Focus on the Human Rights Council
The large number of civilian casualties and massive destruction of civilian infrastructure caused by the Russian military and, on a much smaller scale, by the Ukrainian armed forces are not in line with international humanitarian law, the UN human rights chief said. Michelle Bacheletin a report released on Tuesday at Human Rights Council in Geneva.
The report examines the human rights situation in Ukraine from the beginning of the Russian invasion on February 24 to May 15.
The conclusions are based on information collected by the UN Human Rights Monitoring Mission in Ukraine during 11 field visits, visits to 3 places of detention and 517 interviews with victims and witnesses of human rights violations, as well as other sources of information.
No access to occupied territory
“Although we have not yet been granted access to the territory occupied by the Russian armed forces, we are documenting violations of international human rights law and international humanitarian law (IHL) committed by all parties, and we remain committed to monitoring the human rights situation throughout Ukraine”, said the UN High Commissioner.
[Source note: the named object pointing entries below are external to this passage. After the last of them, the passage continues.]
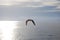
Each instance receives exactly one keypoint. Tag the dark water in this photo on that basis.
(42, 31)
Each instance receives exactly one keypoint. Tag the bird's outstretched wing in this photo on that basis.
(31, 21)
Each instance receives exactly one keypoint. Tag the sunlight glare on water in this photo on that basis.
(7, 29)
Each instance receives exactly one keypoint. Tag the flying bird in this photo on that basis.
(31, 21)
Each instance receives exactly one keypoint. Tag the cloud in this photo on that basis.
(31, 3)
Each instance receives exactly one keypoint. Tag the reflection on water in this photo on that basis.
(15, 30)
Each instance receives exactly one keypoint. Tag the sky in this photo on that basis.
(21, 9)
(46, 13)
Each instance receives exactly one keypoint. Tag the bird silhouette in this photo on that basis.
(31, 21)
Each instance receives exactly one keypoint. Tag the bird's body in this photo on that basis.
(31, 21)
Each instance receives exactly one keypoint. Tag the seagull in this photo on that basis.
(30, 20)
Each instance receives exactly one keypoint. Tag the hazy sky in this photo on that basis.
(21, 9)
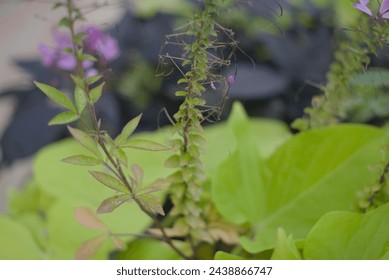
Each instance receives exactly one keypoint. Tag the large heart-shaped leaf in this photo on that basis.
(350, 236)
(313, 173)
(16, 242)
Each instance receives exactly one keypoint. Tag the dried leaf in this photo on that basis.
(112, 203)
(88, 218)
(109, 181)
(90, 247)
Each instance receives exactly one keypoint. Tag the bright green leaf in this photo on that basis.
(285, 248)
(96, 92)
(151, 203)
(320, 170)
(64, 118)
(85, 140)
(110, 204)
(223, 256)
(109, 181)
(342, 235)
(82, 160)
(81, 99)
(237, 186)
(144, 144)
(55, 95)
(16, 242)
(88, 218)
(90, 247)
(148, 249)
(128, 129)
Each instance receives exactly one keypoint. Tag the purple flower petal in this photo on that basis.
(91, 72)
(230, 80)
(362, 6)
(384, 10)
(107, 48)
(66, 61)
(48, 55)
(87, 64)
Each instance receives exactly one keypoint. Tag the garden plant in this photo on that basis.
(246, 188)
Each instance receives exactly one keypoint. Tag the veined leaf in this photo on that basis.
(85, 140)
(285, 248)
(143, 144)
(81, 99)
(320, 170)
(90, 247)
(357, 236)
(82, 160)
(109, 181)
(56, 95)
(110, 204)
(88, 218)
(128, 129)
(96, 92)
(64, 118)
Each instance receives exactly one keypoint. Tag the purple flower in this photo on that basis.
(56, 57)
(384, 9)
(96, 42)
(230, 80)
(102, 44)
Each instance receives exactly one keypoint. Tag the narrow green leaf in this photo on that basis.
(151, 203)
(223, 256)
(88, 218)
(85, 140)
(88, 57)
(143, 144)
(110, 204)
(77, 80)
(93, 79)
(109, 181)
(285, 248)
(80, 37)
(173, 161)
(182, 80)
(180, 93)
(90, 247)
(56, 95)
(96, 92)
(64, 118)
(81, 99)
(57, 5)
(82, 160)
(128, 129)
(65, 21)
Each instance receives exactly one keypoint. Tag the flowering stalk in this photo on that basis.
(105, 150)
(351, 58)
(187, 183)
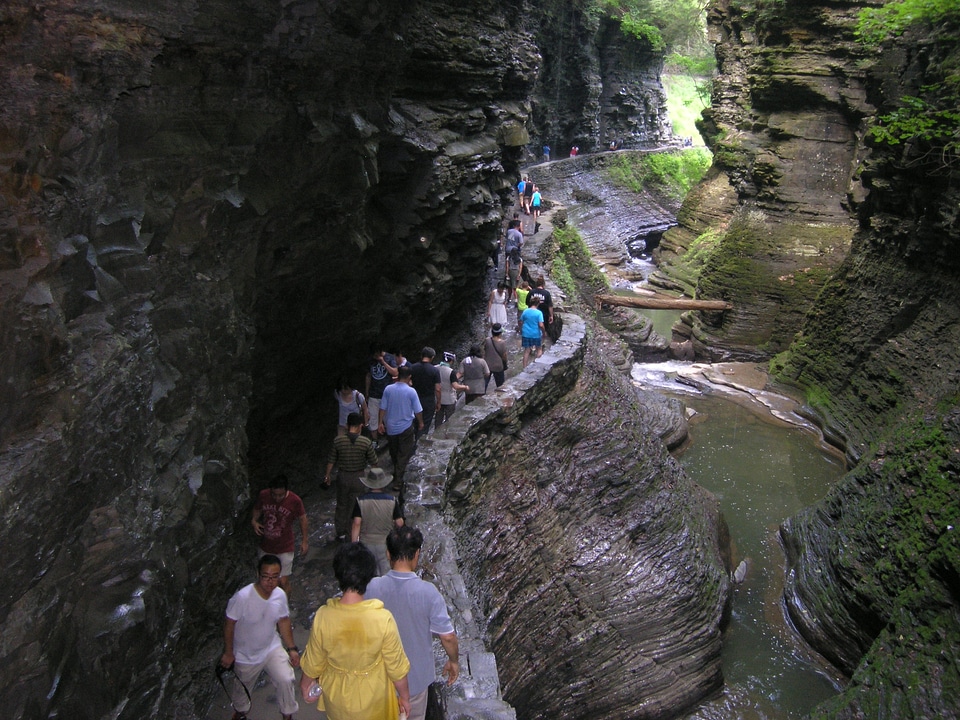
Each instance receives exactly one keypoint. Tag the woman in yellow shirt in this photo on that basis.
(354, 651)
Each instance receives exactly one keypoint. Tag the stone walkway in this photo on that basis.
(477, 693)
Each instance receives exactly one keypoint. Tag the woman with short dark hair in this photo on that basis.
(354, 651)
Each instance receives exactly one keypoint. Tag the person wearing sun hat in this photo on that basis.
(375, 514)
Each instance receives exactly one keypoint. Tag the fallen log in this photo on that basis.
(662, 303)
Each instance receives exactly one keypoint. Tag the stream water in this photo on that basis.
(761, 473)
(762, 470)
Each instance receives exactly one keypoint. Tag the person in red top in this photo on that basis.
(274, 514)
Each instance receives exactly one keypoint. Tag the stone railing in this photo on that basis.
(443, 469)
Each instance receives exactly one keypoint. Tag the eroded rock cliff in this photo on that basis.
(769, 226)
(875, 568)
(594, 557)
(207, 211)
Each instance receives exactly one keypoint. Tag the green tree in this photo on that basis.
(666, 25)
As of July 3, OHCHR documented more than 10,000 civilian deaths or injuries across Ukraine, with 335 children among the 4,889 reported deaths. However, the real numbers are likely to be much higher.
“The majority of documented civilian casualties have resulted from the use of explosive weapons in populated areas.”, Miss Bachelet said.Attacks from heavy artillery, such as multiple rocket launchers, as well as rocket and air strikes, including by means capable of carrying cluster munitions, were repeatedly used.”
The massive displacement of civilians, including more than 8 million internally, has had a disproportionate impact on women, children, the elderly and the disabled.
“Concerns persist about unlawful killings, including summary executions,” said Mrs Bachelet. “A growing body of evidence gives my Office reasonable grounds to believe that the Russian armed forces have committed serious violations of international humanitarian law in this regard.”
OHCHR is working to corroborate more than 300 allegations of killings by the Russian armed forces in situations other than active hostilities.